22 March 2002

Get to grips with airtight bags for top conservation

MAKING high quality conserved grass while the sun shines is relatively straightforward, but keeping it in tip-top condition is not so easy.

The difficulty lies in keeping the grass completely airtight to prevent aerobic activity and, as a result, spoilage.

Leics-based JB Thorne makes a compressing and bagging machine which, since its introduction last autumn, has received overwhelming interest from farmers and contractors, reports the company.

"The equestrian and racehorse business is now demanding fodder of an increasingly high standard," says John Thorne. "The Swardmaster compresses and bags conserved grass, enabling it to be preserved in an airtight environment for up to 12 months."

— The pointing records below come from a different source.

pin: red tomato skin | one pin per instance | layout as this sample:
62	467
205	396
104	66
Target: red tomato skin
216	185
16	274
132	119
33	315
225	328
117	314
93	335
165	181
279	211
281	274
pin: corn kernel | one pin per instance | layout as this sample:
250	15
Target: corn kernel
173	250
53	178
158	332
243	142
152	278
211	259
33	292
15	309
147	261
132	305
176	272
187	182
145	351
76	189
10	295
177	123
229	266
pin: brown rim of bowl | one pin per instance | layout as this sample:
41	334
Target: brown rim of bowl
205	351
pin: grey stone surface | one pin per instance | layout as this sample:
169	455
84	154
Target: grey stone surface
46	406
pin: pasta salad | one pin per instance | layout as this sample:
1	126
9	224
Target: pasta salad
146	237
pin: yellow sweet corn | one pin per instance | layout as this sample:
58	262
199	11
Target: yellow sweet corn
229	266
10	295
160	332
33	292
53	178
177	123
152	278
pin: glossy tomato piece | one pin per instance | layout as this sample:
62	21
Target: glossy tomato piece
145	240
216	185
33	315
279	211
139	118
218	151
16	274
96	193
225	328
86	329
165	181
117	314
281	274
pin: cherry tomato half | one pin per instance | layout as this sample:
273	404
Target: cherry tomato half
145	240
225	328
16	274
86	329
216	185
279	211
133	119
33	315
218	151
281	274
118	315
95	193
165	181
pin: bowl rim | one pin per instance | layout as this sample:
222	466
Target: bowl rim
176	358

Powered by a 7.5kW or 11kW three-phase electric motor, the machine is equipped with a two-stage hydraulic pump, 250-litre reservoir and pair of rams.

In work, an operator places a 60cm (2ft) section of bale in the chamber, before the door is closed and lever operated to start compression.

Exerting no less than a 10t force, a vertical hydraulic ram squeezes the crop, while a second one pushes it through a horizontal chamber.

To maximise workrates, the rams have a "fast approach" which is then slowed during compression.

Pressurising the block of grass pushes two more through the horizontal chamber and when the outer one emerges it is bagged by a second operator.

"The 7.5kW and 11kW machines can fill up to 60 and 100 bags/hour, respectively, which can be increased using a self-loading device," says Mr Thorne. "The bags are then closed by a heat sealing device which we can supply for about £1300."

Weighing 20kg for haylage and 14kg for hay, the sealed bags can be stacked on pallets and then shrink-wrapped to provide further protection.